En los duelos hay algo que se hunde. Pero una puede nadar. Despacio. No rapidísimo y como en fuga. No. Sobrevivir esos hachazos de lucidez que nos muestran los mecanismos de toda una vida. Recuerdo la frase de un adolescente que en medio de una situación particularmente dura le dijo a su analista: “Lo que yo quiero, es poner una cruz sobre todo eso que ya nunca fue posible”. Un corte. A veces de tajo, en las fantasías y los anhelos. No negar más. Sumergirse en la posibilidad de las palabras. Llamarlas. Reivindicarlas. Todo está por ser dicho y nombrado. Ciertos excesos tienen sus ventajas: nos ofrecen la libertad de decir y de nombrar.

Conocía el trabajo de Récamier en sus análisis de la perversión narcisista, fue él quien acuñó ese término. Pero buscando material para mi tesis de doctorado en psicoanálisis, encontré esta obra tan extraordinaria en la que desarrolla el concepto de “incestual”, como la necesidad de mantener el estado de magnificencia a través de esa especie de “locura a dos” (Lacan) devastadora, paranoica y fusional. Una “locura” que en el caso de las familias, tenderá a excluir y aniquilar al padre (y a toda persona ajena a la fusión), si se trata de la relación madre -hijo, a la madre, si se trata de la relación padre- hija. Esos son los casos más comunes, pero por supuesto que la realidad se da en las más distintas combinaciones.

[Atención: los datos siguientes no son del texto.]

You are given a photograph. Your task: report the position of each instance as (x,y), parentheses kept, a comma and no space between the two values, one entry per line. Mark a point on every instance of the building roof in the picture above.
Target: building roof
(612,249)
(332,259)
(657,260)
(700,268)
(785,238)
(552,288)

Para “poseer”, es indispensable excluir. Récamier reivindica como derecho humano fundamental, el derecho a la diferencia. No hay nada sobre la faz de la tierra que amerite renunciar a ella. Y sin embargo… la tentación de ser “poderosos”, “invencibles”. Las fantasmagorías. Cada una/o es el puñal del otro contra el mundo. Su kalashnikof. No, “no los une el amor, sino el espanto”. La muerte simbólica.